Case Study: The Guardian experimenting in the lab

Explore the Guardian Media Group.

  • To read the cover story relating to this ’Great media experiment becomes a balancing act’ click here
  • To read Pay vs Free: two media experiments that are working so far click here
  • For Brands conducting their own media experiment click here

Like most of the publishing and media industry, Guardian Media Group has had a tough time recently, and spent much of last year working out which methods will provide the right media model for a successful future.

It reported an operating loss of £53.9m in the year to March 2010, and made 200 staff redundant. Although it doesn’t reveal its online revenue, web numbers are buoyant, with 24% more users than last year and more than 2 million daily browsers on average, according to June’s ABCe figures.

It is currently pushing its membership service, Guardian Extra, which is free this month, but will in future cost £25 a year. Members get access to extra content and brand offers, while The Guardian gains access to customer data.

Its app, which costs a one-off fee of £2.39, has had more than 100,000 downloads since its launch last December. A second version will soon launch.

Former Guardian marketing director Marc Sands says that charging a one-off fee for the first app rather than charging for a regular subscription to the service was a “big mistake”, but adds: “At the time it was difficult to understand why anyone would buy an app.”

Sands, now director of audiences and media at Tate, describes the way the market in general is changing dramatically. “It’s not a logical rational market. They are making it up. It is trial and error. The app is a massive success but it is under-priced,” he says.

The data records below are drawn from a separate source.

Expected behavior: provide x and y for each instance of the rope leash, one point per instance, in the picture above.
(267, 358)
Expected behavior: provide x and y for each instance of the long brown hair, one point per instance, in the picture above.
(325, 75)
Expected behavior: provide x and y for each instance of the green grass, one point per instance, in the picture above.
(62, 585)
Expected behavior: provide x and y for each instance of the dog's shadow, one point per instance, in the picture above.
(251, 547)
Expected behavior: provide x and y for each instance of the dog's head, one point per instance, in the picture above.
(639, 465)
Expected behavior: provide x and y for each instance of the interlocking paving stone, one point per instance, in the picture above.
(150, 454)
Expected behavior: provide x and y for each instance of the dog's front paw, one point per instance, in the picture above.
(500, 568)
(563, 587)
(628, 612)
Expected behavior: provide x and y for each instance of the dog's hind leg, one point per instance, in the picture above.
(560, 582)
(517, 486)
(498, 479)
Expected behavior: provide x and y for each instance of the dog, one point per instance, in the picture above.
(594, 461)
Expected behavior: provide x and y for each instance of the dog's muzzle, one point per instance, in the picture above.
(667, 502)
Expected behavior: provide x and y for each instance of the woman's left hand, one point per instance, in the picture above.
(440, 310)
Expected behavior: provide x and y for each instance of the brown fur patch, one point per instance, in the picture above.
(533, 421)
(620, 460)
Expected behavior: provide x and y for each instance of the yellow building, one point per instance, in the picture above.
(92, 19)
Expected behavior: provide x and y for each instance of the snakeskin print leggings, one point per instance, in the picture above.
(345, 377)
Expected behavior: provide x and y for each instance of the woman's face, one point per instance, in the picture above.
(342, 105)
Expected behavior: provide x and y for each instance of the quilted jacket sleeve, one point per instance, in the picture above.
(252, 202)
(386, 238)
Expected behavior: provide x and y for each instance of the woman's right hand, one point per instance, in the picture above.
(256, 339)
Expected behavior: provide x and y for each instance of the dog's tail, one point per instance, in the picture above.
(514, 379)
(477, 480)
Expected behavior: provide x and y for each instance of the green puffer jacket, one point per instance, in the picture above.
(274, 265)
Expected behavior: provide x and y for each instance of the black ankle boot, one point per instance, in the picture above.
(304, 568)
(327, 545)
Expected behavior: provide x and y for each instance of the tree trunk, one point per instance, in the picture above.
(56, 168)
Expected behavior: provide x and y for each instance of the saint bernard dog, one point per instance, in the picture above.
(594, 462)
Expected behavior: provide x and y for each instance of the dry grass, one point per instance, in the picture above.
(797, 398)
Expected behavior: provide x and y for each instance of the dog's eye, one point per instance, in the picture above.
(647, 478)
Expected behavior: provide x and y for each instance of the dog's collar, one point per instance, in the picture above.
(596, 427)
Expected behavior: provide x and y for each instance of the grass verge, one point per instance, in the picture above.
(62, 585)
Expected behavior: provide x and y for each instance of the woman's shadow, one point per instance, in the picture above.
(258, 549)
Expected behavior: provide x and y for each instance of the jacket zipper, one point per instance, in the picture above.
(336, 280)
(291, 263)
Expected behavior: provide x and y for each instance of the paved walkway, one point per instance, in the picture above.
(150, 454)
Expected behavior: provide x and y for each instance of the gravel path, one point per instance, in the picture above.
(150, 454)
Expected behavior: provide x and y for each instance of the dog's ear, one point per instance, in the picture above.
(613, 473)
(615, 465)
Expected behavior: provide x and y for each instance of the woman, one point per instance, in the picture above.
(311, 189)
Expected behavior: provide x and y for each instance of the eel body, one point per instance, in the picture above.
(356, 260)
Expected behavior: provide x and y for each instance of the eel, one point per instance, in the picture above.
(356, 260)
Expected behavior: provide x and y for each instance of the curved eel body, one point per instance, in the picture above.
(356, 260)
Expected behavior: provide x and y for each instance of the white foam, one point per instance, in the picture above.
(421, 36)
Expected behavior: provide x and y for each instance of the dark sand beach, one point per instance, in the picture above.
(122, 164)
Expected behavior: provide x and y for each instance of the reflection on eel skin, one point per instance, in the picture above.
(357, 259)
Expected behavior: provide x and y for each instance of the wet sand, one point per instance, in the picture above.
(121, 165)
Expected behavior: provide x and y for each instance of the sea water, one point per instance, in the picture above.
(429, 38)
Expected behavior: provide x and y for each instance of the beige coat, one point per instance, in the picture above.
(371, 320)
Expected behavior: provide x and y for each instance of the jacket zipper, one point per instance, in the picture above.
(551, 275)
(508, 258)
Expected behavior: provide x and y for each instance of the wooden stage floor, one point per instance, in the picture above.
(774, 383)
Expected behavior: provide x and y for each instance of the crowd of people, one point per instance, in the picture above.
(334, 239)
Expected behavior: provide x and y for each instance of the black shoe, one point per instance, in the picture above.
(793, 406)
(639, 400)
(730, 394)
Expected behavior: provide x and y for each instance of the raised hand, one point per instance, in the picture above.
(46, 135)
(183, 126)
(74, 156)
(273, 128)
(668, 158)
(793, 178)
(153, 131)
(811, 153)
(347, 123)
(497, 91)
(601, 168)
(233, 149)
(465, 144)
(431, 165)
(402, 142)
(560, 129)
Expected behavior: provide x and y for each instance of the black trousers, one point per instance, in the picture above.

Adam Freeman, director of consumer media for Guardian News and Media, says money-making methods may change over time. “Whatever decision we make now is likely to be wrong. We have lots of  feedback saying ‘we love it, but it’s too cheap and we want to pay more’ and equal numbers saying ‘we would never buy a subscription’.

“I would rather take a large base of single purchasers and talk to them about additional ways of up-selling than cut it off at the start with an aggressive price point,” says Freeman. Tellingly, he won’t confirm whether the second version of the app will require a fee, nor will he rule out a subscriber model.

But while The Guardian’s online content is currently free and the Times has put its behind a paywall, Freeman claims his strategy is, in fact, very similar to that of News International.

“I want to have as many direct customer relationships in all my platforms as I possibly can, and package that relationship up for advertisers, which is what News International is trying to do. Our only fundamental point of difference is that News International decided to close off one of those platforms on the PC, and we still think it’s best to remain open,” he says.

“You’ve got to test, fail, move on and do again. Who knows what it is going to look like in a year or two,” Freeman says.